Evidemment je n'ai pas de visa! Si j'ai traversé l'atlantique, c'était justement pour optimiser mes chances d'en obtenir un non?
Toutefois, je n'ai pas trouvé le job qui me permettra d'en obtenir un mais cela aura été une très bonne expérience. Mes journées débutaient par "je l'aurai aujourd'hui, je l'aurai" Un peu comme la publicité de la MAAF "je l'aurai un jour, je l'aurai". Ahahah....
Le résultat est identique: je recommence encore et encore. Dès que j'entre dans un restaurant, un café, une librairie, etc je demande le manager. Celui-ci arrive en disant: "Are you going today?"
Jusque là accueil sympathique, il parle comme s'il s'adressait à un ami, je n'ai donc pas peur de faire des fautes, blablabla jusqu'au moment fatidique.
Cherche-t-il du personnel?
3 possibilités:
- "No sorry, it's snow time, you know, so no job. But good luck"
- "Yes but do you have paper?", pas de suspens la réponse est immédiate.
- "Yes", pas de question sur le droit de travailler aux EU donc la porte est ouverte. Bingo véritable entretien avec le manager. Je pense: "Yes! Yes! Yes!" Toutefois, la question fatale finit toujours par arriver, même si elle apparaît par la petite porte, elle est là, bien présente. "Do you have working paper? or Do you have J1? or Do you have paper?" Et oui il y a quelques variantes mais l'issue demeure identique. Seul le manager de la boutique Ladurée a manifesté un plus grand intérêt.
Je dois reconnaître que certains jours étaient moins évidents que d'autres. Toutefois, cela m'aura forcé à me dépasser, à rester motivée malgré les refus qui s'enchaînaient et à puiser au fond de moi toute l'énergie nécessaire pour continuer avec le sourire.
Un autre avantage et non des moindres, NY devient une ville familière. Parcourir ses rues à pied, entrer dans les restaurants, cafés, librairies, boutiques indépendantes permettent de dénicher quelques trésors.
Mes coups de coeur se sont confirmés. Soho, East village, Greenpoint et Willamsburg restent les coins que je préfère. On est loin des images suranimées de Manhattan, mais plus proche du NY des New-yorkais. Je comprends également aisément les habitants de Brooklyn qui revendiquent haut et fort: "We live in Brooklyn, by choice".

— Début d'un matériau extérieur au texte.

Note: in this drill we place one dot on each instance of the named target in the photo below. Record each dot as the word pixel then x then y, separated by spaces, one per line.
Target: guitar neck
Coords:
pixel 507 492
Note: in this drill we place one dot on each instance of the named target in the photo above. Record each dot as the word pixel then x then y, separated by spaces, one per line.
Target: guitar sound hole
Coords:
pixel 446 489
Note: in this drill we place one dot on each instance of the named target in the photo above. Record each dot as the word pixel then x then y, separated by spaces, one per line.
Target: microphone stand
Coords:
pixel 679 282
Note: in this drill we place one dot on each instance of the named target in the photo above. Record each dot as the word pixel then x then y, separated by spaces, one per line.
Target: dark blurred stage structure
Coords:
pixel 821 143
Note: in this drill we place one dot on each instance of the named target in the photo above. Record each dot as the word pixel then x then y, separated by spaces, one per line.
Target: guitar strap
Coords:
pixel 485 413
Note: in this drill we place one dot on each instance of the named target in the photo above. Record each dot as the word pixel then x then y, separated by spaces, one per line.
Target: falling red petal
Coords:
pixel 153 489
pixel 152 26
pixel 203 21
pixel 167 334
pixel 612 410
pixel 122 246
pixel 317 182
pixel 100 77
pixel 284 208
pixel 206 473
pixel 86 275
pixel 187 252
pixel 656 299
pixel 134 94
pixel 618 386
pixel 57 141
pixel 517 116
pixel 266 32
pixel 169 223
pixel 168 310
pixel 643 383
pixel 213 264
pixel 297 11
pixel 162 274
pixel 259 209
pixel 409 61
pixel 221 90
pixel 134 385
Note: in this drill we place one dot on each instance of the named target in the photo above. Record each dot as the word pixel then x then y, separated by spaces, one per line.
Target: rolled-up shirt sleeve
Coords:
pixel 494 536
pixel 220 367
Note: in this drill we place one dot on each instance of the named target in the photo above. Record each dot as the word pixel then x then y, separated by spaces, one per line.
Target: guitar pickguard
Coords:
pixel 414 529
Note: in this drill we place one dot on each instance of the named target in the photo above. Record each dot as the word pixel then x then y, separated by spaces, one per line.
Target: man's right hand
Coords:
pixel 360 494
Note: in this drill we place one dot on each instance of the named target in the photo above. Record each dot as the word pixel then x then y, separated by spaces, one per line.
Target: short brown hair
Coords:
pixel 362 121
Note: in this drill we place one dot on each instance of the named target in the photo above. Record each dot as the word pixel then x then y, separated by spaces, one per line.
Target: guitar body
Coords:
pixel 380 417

Mon séjour new-yorkais fut aussi rythmé par la culture et la détente et un peu de shopping. Peu de shopping mais intense pour mon portefeuille, séjour à Montréal juste après oblige. Vous comprenez aisément que je ne pouvais pas envisager de mourir de froid. Les achats d'un manteau douillet, agréable et de chaussures confortables, chaudes s'avéraient obligatoires :-) Quelles excuses!!! J'avoue je rêvais d'un manteau avec une grosse capuche et de Uggs, voeux exaucés.
En dehors de cela, deux musées sont à visiter. Le musée de Brooklyn d'abord pour son parcours à travers les âges et le musée des Amérindiens ensuite pour la découverte de la beauté de ces peuples.
Restos, cafés, cinémas, promenades contribuèrent à la pleine réussite de mon séjour. Mention spéciale pour les petits déj avec Alex à la "polish bakery" de Greenpoint.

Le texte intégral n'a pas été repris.